# Platy Bully



## Homer (Sep 6, 2010)

I have a male platy that i want to breed, but the problem is i have him and 2 other males and 3 females. he is a gold wag platy and al the others are either red wag sunset or mickey mouse. I just bought 3 female swordtails today to help the male to female ration but he continues to attack them too. The problem is i want to breed him. Id be happy if an female became pregnant with any male but he is then one i want. The problem is he nips every platy regardless of male of female. I have a 10 gallon that i just set up i think im going to take like 5 gallons from my 38 gallon to make the 10 gallon cycled. What do i do. I have had those platys for 5-6 months and not a single pregnant female. I have had platys before that bred in the community tank but that was about 8 years ago and this tank is about 7 months old. anyway what can i do to breed him?


----------



## TheOldSalt (Jan 28, 2005)

1-- water from your 38 will not cycle the 10. Squeeze the filter material from the 38 over the turned-off-at-the-time filter of the 10, and let the 10's filter sit for a half hour before restarting. That won't cycle it either, but it will speed things up considerably.

2-- why the swordtails? They're not helping. You should have gotten more female platies.

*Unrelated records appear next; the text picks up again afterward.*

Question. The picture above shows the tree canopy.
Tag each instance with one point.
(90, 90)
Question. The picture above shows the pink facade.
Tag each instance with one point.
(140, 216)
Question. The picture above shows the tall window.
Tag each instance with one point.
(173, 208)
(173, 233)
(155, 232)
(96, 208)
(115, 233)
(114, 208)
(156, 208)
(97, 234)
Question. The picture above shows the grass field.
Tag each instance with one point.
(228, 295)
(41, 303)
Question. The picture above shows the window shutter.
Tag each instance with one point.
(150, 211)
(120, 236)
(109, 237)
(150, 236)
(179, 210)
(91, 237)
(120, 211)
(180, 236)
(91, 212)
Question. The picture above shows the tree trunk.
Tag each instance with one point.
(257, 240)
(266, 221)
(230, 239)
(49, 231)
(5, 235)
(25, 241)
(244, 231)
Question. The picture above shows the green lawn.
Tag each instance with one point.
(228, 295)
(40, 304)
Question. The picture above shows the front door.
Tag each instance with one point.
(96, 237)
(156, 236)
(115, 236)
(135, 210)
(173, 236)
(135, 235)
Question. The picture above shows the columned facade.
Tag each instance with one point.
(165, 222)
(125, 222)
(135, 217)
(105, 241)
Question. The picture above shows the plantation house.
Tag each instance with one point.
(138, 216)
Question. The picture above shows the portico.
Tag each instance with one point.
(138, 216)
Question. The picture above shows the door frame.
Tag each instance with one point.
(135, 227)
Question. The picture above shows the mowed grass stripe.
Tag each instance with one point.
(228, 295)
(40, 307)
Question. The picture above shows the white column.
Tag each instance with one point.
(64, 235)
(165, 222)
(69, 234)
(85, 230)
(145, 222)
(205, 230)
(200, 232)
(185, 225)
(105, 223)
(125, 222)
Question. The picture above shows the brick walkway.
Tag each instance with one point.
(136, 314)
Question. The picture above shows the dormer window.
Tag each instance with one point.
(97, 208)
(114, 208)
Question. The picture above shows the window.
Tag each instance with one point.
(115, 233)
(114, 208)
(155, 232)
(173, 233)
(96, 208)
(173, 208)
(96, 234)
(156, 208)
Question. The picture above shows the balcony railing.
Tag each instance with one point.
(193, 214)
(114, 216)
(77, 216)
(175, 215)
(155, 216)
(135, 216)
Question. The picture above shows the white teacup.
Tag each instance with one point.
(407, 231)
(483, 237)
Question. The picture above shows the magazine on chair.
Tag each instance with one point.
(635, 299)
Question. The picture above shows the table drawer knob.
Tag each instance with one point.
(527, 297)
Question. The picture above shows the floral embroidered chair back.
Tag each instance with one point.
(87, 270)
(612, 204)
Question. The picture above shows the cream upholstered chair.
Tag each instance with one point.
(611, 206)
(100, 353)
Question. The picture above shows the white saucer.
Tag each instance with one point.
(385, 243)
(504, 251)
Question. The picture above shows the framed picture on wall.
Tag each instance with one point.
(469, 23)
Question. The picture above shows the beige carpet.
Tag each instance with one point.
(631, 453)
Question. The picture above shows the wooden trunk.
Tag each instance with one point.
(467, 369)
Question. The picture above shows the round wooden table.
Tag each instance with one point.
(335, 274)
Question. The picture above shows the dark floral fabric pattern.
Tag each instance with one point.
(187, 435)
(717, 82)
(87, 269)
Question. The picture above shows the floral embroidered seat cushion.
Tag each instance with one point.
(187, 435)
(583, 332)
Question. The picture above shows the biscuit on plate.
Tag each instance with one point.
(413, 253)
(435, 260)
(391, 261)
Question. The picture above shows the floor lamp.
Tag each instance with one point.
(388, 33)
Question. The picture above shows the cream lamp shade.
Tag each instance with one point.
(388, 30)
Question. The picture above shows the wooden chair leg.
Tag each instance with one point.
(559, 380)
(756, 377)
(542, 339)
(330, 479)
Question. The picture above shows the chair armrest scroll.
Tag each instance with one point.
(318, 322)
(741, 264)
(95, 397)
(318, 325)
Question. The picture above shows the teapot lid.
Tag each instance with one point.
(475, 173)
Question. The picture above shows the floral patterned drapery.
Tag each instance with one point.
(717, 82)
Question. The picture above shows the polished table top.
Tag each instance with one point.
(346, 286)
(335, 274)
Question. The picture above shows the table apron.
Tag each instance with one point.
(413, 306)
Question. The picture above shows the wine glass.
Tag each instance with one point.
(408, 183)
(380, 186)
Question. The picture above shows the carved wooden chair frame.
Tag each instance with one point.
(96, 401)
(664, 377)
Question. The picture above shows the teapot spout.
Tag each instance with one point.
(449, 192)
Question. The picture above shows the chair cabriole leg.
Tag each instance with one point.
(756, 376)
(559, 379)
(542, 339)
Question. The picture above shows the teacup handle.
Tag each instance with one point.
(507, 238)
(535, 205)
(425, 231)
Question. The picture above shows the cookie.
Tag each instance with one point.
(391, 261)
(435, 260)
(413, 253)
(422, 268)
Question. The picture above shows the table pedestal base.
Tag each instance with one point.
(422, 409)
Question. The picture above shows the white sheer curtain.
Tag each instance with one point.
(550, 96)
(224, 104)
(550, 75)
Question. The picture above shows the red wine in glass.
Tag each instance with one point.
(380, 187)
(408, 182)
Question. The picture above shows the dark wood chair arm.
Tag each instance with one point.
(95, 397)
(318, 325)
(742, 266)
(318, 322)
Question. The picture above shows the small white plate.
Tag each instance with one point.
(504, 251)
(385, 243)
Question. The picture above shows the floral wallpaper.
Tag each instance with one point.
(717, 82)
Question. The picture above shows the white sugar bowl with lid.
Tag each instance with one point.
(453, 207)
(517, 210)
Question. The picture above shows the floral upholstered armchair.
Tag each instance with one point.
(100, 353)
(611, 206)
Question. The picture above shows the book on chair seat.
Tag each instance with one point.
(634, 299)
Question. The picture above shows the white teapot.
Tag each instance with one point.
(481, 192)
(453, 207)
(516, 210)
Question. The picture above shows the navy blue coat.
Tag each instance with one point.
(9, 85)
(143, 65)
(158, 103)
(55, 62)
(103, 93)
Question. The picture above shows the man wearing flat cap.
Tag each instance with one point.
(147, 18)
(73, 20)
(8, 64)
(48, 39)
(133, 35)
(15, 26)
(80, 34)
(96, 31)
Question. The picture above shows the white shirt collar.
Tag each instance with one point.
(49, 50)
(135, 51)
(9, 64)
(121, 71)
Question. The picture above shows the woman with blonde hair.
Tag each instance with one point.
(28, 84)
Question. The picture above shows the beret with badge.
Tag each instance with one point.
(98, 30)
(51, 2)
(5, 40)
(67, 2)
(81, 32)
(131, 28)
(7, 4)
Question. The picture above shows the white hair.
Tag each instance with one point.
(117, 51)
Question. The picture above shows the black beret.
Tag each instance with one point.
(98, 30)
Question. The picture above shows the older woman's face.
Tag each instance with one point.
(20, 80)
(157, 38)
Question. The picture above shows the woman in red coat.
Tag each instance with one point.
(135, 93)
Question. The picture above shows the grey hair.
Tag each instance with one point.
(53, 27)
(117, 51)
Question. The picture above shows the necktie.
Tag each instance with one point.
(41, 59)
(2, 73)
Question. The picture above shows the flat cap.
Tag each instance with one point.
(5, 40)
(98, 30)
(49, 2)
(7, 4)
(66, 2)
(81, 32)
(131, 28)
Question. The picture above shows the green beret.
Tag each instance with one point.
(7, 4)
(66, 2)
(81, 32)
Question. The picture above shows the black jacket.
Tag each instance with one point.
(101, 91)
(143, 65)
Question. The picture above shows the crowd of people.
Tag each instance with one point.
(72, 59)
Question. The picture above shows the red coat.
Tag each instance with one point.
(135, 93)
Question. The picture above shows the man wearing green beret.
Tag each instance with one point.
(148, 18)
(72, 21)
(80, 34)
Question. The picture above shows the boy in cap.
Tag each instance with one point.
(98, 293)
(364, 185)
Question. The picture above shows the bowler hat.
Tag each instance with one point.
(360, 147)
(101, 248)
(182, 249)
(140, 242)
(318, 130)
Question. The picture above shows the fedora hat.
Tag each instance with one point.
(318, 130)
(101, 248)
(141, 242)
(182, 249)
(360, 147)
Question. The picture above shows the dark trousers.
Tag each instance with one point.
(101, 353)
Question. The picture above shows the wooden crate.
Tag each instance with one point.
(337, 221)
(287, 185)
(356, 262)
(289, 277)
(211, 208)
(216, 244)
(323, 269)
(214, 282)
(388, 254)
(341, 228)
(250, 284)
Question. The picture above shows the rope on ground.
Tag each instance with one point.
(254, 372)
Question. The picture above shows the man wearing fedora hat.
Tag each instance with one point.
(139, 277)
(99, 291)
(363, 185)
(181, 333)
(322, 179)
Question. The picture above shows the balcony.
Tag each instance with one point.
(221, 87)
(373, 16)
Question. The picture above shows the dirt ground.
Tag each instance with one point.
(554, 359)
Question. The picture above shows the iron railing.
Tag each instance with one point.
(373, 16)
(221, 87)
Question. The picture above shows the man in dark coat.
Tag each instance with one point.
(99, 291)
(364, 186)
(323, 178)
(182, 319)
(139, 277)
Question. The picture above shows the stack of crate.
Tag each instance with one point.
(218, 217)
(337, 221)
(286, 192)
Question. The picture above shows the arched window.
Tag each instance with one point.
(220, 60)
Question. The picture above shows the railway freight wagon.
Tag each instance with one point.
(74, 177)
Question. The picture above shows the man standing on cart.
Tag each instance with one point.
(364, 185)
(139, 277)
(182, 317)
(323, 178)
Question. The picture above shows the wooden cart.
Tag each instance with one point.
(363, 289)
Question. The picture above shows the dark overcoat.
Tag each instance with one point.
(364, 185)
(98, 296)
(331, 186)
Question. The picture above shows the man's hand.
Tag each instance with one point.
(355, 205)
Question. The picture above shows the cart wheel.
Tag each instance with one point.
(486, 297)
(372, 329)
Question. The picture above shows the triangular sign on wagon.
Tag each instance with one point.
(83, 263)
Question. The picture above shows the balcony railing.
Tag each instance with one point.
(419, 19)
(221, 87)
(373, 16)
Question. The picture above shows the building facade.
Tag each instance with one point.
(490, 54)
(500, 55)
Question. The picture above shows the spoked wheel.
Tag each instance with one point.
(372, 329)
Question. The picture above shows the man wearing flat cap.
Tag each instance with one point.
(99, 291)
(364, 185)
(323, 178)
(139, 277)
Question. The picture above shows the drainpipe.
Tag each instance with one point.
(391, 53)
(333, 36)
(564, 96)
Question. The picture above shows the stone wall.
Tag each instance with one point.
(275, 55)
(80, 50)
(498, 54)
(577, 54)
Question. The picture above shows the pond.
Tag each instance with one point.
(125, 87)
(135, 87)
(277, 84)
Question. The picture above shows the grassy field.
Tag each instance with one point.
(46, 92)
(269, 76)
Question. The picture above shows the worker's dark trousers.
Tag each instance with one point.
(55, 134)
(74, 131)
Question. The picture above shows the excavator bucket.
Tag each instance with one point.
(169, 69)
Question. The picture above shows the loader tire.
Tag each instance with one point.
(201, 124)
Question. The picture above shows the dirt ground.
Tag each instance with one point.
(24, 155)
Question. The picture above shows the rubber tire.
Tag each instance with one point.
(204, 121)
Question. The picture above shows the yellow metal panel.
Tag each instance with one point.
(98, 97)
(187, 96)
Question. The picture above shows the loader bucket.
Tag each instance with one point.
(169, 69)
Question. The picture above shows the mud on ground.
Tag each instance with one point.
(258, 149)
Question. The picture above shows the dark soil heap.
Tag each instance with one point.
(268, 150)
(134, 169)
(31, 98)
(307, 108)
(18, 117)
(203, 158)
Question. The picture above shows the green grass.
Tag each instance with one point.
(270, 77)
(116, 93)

3-- get rid of all the other male platies and just leave the one desired male in with six females. Put lots of plants in the tank to give the females somewhere to hide.


----------



## Homer (Sep 6, 2010)

well there are only 2 fish stores and every tank at petco is literally infested with ick and has been infested for a month so im not getting any platys there and the other pet store only had swordtails and i have bred the 2 before so thats why i got 3 females. they are a cross breed already. Im very impatient and i just want one fricken fish to get pregnant and ill be happy. I dont even care if it has a single baby i just want one to to actually have a gravid spot cause its frustrating. the nicest looking male is evil he has nipped many fins on the platys and today i separated him.
should i put all 3 female platys and all 3 female swordtails in the ten gallon or just the platys. I kinda want him to breed with the swordtails.


----------



## TheOldSalt (Jan 28, 2005)

Well, then, put him in with all six. He probably won't mate with the swords if platies are available, but he might.


----------



## Homer (Sep 6, 2010)

if i use water from my 38 and use a filter cartridge( cause they use the same size filter cartridge the only difference is the 38 uses 4 and the 10 uses ) why wouldnt it be cycled? i dont see why it wouldnt be.


----------



## Homer (Sep 6, 2010)

ok so i cheated and really wanted babies so i went out and bought three pregnant females but i still want to breed that male so once they have babies im going to breed him


----------